Dependency Graph and Recalculation
Learn how dependency edges drive incremental recomputation.
A workbook is more than cells and values; it is also a graph.
- Nodes are cells (and sometimes named entities).
- Edges point from a dependent formula cell to its precedents.
- Recalc order is derived from graph topology.
Practical behavior
- Editing an input cell marks downstream dependents dirty.
- Recalculation visits dirty subgraphs instead of the entire workbook.
- Cycles are detected and surfaced as errors with location context.
Short example
A1 = 1
B1 = A1 + 1
C1 = B1 * 2
Edit A1 -> 5
Dirty set: B1, C1
Recalc order: B1 then C1Design implications
- Graph correctness is required for deterministic results.
- Batch operations can reduce repeated invalidation work.

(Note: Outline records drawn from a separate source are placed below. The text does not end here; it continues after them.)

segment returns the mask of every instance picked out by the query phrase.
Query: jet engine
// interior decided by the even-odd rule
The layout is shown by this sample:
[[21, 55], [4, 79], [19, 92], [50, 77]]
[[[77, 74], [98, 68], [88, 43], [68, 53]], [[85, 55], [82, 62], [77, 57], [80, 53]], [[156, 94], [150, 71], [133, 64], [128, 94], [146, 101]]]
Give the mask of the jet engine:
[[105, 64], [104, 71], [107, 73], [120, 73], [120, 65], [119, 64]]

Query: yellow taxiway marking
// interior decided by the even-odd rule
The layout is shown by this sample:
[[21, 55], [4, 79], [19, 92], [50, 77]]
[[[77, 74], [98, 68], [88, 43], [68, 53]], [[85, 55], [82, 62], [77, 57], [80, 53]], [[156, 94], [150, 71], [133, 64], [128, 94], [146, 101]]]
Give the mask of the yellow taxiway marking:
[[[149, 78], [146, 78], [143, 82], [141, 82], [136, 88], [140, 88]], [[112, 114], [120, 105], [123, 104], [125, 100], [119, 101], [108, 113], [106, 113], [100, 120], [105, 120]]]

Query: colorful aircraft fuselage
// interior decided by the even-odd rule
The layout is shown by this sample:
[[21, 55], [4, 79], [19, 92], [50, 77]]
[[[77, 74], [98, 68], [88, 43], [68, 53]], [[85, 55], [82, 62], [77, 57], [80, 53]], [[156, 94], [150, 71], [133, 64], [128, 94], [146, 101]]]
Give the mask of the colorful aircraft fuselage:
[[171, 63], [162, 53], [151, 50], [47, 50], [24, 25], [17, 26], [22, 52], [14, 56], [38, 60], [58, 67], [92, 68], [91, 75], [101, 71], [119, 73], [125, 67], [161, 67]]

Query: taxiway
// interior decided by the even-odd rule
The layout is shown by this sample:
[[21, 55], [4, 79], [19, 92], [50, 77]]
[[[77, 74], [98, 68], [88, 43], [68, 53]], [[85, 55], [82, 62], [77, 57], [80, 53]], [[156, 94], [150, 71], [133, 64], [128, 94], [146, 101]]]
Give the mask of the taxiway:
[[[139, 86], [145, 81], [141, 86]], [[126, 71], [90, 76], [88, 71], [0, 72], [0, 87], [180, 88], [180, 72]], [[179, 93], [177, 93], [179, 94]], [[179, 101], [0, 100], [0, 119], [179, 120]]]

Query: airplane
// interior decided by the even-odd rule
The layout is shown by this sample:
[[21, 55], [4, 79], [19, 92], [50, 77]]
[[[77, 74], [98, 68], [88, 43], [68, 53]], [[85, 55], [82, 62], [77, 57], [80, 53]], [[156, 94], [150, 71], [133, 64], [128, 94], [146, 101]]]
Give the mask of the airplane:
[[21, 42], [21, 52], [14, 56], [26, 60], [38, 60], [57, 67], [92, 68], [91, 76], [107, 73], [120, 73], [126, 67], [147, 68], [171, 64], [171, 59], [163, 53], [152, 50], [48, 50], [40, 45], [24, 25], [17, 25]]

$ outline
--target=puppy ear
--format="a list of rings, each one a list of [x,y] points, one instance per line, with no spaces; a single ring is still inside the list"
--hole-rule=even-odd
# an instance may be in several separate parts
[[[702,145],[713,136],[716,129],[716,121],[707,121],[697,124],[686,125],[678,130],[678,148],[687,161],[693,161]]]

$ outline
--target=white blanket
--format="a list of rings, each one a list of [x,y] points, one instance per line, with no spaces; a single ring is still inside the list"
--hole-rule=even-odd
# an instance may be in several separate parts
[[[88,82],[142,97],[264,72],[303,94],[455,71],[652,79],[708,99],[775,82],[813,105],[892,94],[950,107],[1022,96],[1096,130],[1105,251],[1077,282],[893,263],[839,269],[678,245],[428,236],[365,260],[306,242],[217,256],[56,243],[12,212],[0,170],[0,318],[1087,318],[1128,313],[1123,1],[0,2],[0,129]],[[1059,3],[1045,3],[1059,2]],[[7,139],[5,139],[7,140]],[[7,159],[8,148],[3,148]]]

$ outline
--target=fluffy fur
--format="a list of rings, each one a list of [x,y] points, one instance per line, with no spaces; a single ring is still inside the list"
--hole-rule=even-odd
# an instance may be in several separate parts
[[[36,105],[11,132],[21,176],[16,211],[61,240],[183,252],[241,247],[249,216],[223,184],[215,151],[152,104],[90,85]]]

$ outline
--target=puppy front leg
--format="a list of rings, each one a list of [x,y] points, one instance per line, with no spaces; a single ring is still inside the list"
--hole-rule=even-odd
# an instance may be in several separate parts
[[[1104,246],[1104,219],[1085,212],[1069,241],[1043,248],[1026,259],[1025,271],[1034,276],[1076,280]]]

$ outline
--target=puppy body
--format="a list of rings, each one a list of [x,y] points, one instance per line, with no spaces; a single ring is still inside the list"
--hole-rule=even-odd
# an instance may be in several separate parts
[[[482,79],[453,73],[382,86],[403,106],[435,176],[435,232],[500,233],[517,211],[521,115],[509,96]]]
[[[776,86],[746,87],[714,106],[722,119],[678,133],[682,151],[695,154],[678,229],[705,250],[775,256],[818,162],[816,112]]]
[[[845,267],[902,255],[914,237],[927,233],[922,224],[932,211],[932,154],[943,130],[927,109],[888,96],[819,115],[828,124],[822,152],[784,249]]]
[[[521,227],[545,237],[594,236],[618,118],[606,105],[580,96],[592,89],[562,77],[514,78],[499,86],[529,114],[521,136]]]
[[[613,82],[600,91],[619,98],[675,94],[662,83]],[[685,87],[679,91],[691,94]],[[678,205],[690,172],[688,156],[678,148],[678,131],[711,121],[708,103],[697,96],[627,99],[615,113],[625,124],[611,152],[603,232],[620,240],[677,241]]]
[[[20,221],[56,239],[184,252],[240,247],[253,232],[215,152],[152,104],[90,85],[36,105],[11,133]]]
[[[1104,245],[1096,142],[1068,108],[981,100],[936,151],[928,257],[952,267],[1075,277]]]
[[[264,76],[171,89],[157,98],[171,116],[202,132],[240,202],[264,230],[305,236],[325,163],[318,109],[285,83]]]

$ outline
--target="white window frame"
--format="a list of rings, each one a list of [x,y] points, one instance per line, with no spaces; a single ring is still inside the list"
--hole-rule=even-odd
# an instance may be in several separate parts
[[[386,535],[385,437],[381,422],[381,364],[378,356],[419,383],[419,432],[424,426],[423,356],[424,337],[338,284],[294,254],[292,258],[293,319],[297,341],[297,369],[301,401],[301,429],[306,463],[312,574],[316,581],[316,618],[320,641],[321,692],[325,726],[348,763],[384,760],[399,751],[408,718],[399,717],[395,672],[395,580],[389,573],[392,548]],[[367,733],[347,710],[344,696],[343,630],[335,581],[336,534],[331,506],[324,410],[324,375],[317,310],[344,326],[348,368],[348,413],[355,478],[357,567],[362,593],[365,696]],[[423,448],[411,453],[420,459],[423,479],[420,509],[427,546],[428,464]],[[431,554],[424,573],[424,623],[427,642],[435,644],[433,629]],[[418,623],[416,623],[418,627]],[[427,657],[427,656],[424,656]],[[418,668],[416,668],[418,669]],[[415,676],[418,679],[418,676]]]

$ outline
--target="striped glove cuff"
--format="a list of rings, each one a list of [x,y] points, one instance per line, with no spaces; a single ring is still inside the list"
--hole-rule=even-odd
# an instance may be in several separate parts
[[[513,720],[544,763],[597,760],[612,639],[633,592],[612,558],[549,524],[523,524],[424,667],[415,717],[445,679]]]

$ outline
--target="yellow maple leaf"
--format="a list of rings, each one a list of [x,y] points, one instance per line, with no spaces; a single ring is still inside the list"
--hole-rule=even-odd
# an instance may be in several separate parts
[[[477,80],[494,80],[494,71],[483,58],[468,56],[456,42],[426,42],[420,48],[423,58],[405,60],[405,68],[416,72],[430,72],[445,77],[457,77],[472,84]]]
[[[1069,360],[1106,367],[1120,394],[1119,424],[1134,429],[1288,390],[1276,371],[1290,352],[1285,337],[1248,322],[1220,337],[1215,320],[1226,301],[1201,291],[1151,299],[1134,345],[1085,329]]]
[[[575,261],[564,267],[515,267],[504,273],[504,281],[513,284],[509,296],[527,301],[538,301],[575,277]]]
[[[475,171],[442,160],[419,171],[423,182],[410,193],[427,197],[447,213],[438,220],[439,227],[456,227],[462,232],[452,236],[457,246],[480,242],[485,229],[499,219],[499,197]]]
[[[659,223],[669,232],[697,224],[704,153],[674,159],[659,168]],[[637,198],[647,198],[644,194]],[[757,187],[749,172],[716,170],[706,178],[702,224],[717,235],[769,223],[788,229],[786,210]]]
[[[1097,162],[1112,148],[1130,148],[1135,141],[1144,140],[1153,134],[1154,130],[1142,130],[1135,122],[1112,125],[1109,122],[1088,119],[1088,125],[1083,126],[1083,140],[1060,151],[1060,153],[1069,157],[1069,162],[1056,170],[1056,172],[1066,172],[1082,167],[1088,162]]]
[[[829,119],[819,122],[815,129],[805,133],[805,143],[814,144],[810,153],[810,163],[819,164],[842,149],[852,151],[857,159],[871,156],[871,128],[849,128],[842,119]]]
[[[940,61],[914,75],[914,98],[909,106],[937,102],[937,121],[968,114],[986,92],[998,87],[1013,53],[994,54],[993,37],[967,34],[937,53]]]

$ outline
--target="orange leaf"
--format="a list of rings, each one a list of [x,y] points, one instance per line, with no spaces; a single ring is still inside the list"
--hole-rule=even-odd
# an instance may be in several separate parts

- Stable traversal order helps produce reproducible tests.
Related
Cycle handling
Cycles are detected during graph construction. When a circular dependency is found, the anchor cell receives a #CIRC! error. The dependency graph uses topological sorting; if sorting fails (cycle detected), the involved cells are marked with the circular reference error. Downstream dependents of a cycle cell also receive errors.
Partial recalculation
For a 10,000-row sheet where only one input cell changes, the engine marks only the dependent subgraph dirty. If only 50 cells depend on that input (directly or transitively), only those 50 are re-evaluated rather than all 10,000 rows. The evaluate_cells API allows targeting specific cells for even more precise control.